Biography
The act of painting is self-reflective in nature. Raised in Little Rock, Arkansas, my immediate environment was in a regular state of flux and entirely consumer-driven. Hastiness in project completion always compromising dependability, storefronts would open and were promptly replaced with new ones, cellular towers erected, and homes fabricated with the façade of stability employing the cheapest labor possible.
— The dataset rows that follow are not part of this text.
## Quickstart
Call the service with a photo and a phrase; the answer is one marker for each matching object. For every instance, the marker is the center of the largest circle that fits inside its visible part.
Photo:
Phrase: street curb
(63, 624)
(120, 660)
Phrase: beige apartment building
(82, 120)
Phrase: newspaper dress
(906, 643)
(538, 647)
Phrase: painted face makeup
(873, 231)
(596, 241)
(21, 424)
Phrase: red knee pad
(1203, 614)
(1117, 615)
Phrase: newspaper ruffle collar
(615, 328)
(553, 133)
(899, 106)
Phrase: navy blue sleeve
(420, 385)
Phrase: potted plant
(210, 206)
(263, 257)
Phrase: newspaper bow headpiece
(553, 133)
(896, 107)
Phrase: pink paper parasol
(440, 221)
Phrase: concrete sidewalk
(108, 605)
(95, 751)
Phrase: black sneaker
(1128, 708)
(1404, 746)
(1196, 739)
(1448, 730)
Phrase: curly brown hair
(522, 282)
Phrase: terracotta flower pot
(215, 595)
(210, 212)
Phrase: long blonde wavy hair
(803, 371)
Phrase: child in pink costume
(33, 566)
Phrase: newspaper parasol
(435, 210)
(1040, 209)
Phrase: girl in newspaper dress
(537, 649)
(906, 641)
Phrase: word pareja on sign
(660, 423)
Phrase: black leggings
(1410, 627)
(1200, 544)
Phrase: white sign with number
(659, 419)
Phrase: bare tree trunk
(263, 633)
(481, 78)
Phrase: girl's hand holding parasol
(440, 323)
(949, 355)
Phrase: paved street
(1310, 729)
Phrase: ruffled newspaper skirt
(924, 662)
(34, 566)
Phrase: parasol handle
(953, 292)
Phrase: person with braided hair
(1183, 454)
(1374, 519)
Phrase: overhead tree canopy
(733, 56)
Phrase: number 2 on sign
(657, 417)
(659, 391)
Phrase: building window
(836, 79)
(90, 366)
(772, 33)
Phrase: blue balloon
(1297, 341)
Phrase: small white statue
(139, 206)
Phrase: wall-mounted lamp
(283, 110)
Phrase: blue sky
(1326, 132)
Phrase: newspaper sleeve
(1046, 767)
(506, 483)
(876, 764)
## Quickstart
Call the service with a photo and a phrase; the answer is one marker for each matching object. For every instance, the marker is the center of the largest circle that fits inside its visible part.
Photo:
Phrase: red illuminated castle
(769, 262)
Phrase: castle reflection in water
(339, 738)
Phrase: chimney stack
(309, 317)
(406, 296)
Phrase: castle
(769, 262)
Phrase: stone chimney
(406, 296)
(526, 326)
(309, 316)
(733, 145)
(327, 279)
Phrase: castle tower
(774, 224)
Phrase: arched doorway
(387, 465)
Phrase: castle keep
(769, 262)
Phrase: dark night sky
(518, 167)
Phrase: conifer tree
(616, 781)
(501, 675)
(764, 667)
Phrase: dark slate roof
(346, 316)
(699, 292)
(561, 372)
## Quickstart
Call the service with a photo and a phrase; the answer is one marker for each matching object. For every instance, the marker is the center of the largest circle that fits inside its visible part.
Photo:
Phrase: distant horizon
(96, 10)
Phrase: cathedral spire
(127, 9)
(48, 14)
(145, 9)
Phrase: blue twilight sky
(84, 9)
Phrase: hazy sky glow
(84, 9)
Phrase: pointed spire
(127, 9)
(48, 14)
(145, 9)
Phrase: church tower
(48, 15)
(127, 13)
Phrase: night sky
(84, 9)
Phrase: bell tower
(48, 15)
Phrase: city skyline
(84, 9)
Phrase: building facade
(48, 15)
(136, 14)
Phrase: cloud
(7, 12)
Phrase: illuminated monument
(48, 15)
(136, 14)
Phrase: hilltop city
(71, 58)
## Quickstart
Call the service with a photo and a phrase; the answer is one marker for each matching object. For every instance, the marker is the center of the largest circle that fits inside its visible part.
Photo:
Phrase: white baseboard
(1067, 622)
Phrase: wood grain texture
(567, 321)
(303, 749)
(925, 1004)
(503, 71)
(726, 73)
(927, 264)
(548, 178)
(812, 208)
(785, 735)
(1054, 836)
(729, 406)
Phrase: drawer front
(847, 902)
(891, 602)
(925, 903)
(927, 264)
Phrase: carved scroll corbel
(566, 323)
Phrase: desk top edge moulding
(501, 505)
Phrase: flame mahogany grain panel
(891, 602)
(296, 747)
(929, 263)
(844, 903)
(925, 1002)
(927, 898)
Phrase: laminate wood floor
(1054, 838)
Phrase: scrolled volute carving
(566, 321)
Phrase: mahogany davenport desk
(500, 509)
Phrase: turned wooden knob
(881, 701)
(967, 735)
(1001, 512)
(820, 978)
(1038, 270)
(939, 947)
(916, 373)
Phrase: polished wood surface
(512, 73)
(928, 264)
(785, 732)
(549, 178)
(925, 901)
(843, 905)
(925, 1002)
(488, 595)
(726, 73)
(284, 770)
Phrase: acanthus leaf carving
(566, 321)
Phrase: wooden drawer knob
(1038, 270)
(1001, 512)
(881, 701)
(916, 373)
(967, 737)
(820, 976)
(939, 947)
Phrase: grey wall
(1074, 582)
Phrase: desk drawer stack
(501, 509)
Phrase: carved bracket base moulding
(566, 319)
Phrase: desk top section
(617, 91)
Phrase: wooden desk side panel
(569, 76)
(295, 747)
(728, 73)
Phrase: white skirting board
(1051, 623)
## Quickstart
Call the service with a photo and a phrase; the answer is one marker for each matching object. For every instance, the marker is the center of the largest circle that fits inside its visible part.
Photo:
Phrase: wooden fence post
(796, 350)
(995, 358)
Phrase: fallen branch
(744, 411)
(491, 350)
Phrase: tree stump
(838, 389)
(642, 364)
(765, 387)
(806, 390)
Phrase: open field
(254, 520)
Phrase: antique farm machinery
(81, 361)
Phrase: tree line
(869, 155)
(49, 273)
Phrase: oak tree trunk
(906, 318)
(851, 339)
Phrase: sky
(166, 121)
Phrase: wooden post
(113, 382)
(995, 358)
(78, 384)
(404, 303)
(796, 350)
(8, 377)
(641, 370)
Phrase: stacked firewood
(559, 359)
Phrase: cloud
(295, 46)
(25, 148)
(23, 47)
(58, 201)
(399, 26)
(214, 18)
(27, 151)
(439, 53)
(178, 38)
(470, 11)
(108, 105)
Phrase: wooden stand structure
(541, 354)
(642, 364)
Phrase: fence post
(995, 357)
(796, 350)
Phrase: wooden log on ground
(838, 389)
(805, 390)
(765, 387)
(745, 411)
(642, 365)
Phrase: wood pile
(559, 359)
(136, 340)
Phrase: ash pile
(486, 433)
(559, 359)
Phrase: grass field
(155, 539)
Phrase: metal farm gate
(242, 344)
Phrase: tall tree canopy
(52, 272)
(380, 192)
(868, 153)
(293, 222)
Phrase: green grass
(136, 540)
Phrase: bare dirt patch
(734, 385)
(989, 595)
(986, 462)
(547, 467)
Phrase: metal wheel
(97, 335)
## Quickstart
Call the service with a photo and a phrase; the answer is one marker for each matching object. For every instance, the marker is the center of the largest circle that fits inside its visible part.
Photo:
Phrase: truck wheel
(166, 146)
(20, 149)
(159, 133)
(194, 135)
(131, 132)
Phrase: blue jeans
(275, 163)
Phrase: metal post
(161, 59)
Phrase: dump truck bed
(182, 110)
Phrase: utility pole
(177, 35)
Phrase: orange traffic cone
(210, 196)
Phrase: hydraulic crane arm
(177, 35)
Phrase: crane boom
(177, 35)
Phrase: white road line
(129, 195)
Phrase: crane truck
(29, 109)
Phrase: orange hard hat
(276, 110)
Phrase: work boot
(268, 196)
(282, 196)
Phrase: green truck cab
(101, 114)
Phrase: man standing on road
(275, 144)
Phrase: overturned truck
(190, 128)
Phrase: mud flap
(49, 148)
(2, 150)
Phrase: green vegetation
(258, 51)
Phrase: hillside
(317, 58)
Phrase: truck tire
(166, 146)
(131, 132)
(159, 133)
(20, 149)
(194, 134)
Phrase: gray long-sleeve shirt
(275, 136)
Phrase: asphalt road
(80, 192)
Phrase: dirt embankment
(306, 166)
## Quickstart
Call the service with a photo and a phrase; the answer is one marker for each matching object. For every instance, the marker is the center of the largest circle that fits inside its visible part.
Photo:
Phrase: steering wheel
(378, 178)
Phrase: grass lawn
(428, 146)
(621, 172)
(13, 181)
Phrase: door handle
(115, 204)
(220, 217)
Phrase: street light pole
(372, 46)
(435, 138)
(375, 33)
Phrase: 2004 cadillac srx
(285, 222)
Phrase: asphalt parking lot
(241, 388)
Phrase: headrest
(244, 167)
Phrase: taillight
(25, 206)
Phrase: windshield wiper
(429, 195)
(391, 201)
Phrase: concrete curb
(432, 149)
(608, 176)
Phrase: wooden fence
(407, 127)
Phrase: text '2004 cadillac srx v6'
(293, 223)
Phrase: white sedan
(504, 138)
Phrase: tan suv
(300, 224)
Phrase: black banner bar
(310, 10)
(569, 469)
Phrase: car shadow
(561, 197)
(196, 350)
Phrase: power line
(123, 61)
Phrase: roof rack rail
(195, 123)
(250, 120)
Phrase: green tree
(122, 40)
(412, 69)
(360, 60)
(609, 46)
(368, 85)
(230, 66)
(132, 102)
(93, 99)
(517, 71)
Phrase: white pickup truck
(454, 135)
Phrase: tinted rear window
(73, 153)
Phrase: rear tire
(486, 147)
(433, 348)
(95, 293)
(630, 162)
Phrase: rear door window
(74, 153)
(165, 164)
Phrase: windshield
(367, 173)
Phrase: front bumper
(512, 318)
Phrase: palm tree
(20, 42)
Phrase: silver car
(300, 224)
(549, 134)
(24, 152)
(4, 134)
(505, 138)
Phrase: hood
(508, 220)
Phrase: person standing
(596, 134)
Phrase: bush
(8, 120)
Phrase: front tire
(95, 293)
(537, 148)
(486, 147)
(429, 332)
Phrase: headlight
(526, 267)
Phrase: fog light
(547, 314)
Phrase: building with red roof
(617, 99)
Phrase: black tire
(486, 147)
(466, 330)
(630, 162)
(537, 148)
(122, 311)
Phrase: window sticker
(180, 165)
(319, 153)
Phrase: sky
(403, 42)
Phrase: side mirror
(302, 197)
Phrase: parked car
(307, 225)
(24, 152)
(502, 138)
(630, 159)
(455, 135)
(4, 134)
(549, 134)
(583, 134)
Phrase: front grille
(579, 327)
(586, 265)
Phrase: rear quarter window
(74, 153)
My position as an Admission Counselor for Cornish College of the Arts requires that I travel to various parts of Washington state. Recognizing that many of these pass-through towns shared a similar strip mall landscape to that of Little Rock, I often left with an overwhelming feeling of displacement and vulnerability. As a result, for the past three years my work has been devoted to a personal reflection of landscape through the use of mixed wet and dry media on paper. Reliant on the cyclical nature of time, the landscape holds the promise of building and the compromise of erosion. Continually dotted by our patterns of impermanent, decorative structures, an affirmation of spectacle is renewed. As a painter I am particularly interested in the expansive qualities of these tropes.
Landscape interpretation, dependent on the gaze of the viewer, offers a substitution of authorship that I often attempt to address in the development of a piece. Scale, human presence, and the stir of unforeseen struggle are elements also regularly encountered in the development of these portraits.